Protests alleging corruption on the part of those in charge of aid distribution and the estimated 8,000 rebels in the area were reported on Tuesday, and supplies stolen from food warehouses.
East Aleppo has not received any aid since government forces cut off the rebel supply lines in July. Mr Assad’s strategic combination of siege tactics and bombing has been effective at beating exhausted civilian and rebel populations into submission in other areas of Syria during the almost six-year-long civil war, which has left 400,000 people dead.
Syrian state-owned television announced late on Wednesday that government troops were mobilising for an imminent ground offensive on what it called terrorists on several fronts in the Aleppo theatre.
Retaking the whole of the divided city would be a significant victory for the Syrian regime.

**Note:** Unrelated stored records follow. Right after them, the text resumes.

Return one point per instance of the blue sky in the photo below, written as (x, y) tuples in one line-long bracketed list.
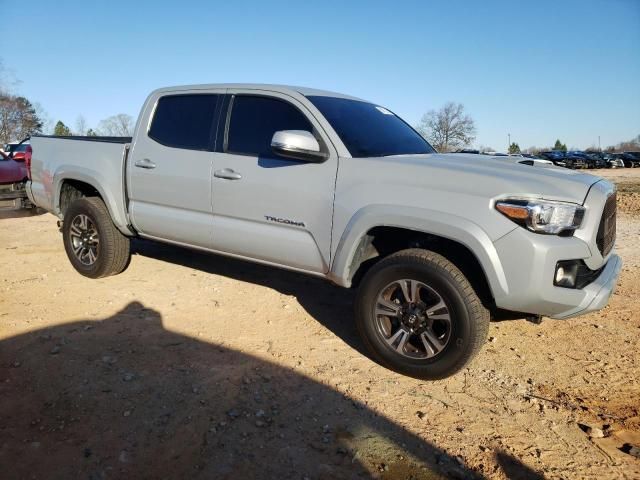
[(537, 69)]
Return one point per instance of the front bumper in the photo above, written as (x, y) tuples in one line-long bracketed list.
[(529, 261), (599, 291)]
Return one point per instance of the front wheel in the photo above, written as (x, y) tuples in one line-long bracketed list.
[(95, 247), (419, 315)]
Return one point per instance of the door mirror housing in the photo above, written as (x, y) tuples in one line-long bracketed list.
[(298, 145)]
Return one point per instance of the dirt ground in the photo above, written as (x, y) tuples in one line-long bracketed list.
[(191, 365)]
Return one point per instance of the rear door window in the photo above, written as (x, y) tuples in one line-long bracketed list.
[(255, 119), (185, 121)]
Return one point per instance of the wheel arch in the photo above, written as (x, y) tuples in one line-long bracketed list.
[(69, 186), (377, 231)]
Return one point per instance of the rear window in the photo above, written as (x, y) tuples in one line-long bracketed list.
[(184, 121), (369, 130), (255, 119)]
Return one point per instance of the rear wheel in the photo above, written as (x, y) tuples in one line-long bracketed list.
[(95, 247), (419, 315)]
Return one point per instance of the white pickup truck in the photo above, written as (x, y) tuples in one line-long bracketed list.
[(340, 188)]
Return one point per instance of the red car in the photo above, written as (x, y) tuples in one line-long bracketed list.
[(13, 174)]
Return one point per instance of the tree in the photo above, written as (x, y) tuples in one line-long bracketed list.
[(18, 118), (81, 125), (120, 125), (560, 146), (61, 130), (448, 128)]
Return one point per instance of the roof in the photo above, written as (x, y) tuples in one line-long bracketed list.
[(288, 89)]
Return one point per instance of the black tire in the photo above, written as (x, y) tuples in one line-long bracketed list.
[(112, 250), (467, 326)]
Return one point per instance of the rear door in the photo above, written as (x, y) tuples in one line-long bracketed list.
[(169, 168), (266, 207)]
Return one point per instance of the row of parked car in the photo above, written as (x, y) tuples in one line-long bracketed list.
[(573, 159), (579, 159)]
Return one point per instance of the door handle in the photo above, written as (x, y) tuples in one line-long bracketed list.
[(145, 163), (227, 174)]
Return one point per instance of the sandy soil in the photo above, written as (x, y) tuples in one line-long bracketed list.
[(190, 365)]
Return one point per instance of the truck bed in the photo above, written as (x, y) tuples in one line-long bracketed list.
[(96, 161), (91, 138)]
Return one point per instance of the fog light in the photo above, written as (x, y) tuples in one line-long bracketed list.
[(566, 272)]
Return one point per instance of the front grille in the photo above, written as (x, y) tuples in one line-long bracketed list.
[(607, 230)]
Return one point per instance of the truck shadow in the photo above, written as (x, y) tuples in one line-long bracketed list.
[(330, 305), (6, 212), (125, 398)]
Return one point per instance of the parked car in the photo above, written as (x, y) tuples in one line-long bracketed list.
[(343, 189), (615, 160), (13, 174), (597, 159), (558, 157), (575, 161), (631, 159)]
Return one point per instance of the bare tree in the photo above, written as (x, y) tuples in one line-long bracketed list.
[(18, 118), (120, 125), (448, 128), (81, 125), (8, 79)]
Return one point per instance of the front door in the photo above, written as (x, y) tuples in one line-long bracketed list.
[(265, 207), (169, 168)]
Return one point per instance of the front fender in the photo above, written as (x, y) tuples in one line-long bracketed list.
[(421, 220)]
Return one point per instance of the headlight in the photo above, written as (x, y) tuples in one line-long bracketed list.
[(542, 216)]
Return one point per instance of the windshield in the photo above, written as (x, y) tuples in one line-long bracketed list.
[(368, 130)]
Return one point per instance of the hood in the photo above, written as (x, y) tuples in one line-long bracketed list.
[(492, 176)]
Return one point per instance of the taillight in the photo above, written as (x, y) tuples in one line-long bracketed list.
[(27, 160)]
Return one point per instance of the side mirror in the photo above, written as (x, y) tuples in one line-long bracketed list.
[(298, 145)]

Mr Assad, who has gained the upper hand in the war since Russia began lending military support in 2015, has also been given a new lifeline thanks to the election in the US presidency of Donald Trump. In an interview with Portuguese television on Tuesday, Mr Assad said Mr Trump could be a “natural ally” of Damascus if he follows through with campaign promises to focus on fighting Isis and terrorism, rather than continuing America’s current support for a coalition of Syrian rebel groups fighting the government.